Guide to our gardens

A couple of weeks ago we spoke about creating Google maps for our gardens, and for our resources. I finally got around to doing it. (Lo and behold, it was incredibly easy and took about two seconds. Yay for user friendly.)

Let this map be your guide to Garden Posse gardens:

View Larger Map

If you choose to venture out and pick some of the bounty, please remember to leave some for others. And you'll make a guerrilla gardener very happy if you take a moment to water and weed.

Tuesday, October 28, 2008

Tonight! East Side! One more time!

The polls have spoken: By a nearly unanimous decision, we're returning to finish our business on the East Side triangle garden tonight.

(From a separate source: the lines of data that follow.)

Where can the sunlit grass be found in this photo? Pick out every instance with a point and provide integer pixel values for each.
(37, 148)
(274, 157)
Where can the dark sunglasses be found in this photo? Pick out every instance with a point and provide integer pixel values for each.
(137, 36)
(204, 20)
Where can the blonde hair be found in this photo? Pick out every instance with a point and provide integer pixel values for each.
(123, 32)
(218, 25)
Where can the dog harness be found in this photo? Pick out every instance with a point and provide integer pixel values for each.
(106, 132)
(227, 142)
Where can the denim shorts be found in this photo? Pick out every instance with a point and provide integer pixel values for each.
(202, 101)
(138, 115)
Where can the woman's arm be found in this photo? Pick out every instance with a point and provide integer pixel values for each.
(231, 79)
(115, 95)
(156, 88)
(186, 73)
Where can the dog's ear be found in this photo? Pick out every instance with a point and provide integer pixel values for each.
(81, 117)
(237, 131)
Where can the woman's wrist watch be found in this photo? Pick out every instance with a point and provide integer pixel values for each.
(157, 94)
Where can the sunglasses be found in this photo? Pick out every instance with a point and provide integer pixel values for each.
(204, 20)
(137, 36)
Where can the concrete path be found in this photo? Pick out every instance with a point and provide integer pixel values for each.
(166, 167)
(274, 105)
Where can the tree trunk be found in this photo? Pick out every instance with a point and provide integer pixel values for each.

Apologies to the one person who wanted to work on our awesome Halloween costumes: Let's save it for another night.

Tonight we'll meet at 7:30 pm at the traffic triangle. It's at the intersection of Lott & Eastfield & Mansell. Here's a google map. (Cool feature - if you click to Street View and turn around, you can see the triangle pre-garden.)

We'll paint our sign, finish the walkway, label the plants, and do some standard garden maintenance. And then, a celebratory dance if anyone feels up for it. And finally, we'll discuss next week's site. Whoo! New garden!

I'd like to draw your attention to East Austinite, a blog about happenings on the East Side, and the nice post they wrote about us. If any devoted East Austinites spot an empty lot, or field, or swatch of public land that could be transformed into a useful garden, please let us know.

See you tonight!

Friday, October 24, 2008

Eastside Triangle Garden

I think we need to finish up the Eastside garden before we move to south Austin. I feel like our 34th street garden was for us so we felt ok leaving it when we did, but this garden is for that community. Honestly, I probably won't head over to it after we finish.

So, with that said, I think it is important that we leave those people a fininshed product, that ourselves are satisfied with. Then move on to South Austin. I will take some pictures of a couple bus stops and a couple other places.

But, for now, I think it would serve our mission better to make sure the Eastside garden is the best it can be for the people on that block.


Photos from Maker Faire

Maker Faire was a blast. Above, McAllen rocks out on the Cyclecide, fair rides powered by pedaling.

McAllen, Lindsay, and Carly.
Megan couldn't be happier. Really.

The Sashimi Tabernacle Choir! Coolest car ever.

There was also a food and garden tent, with a seed bomb making station! And lots and lots of crafts, and cool shiny things to get distracted by. Plus, ROBOT BATTLES. Yeah, Maker Faire was cool.

Thursday, October 23, 2008

Next week's plans

Last time we spoke, as a Posse, we said we would take our hiatus to scout new sites, post pictures on the blog, and decide on our next garden.

Also the last time we spoke, we had some unfinished business at the East Side traffic triangle. It really rained on our plans that night. We still have to finish painting our sign for the garden, building the rock walkway, plus people had some good ideas about labeling the plants and providing suggestions about how to use them. I believe a few of us were of the opinion that the garden would have greater potential if the community knew more about it.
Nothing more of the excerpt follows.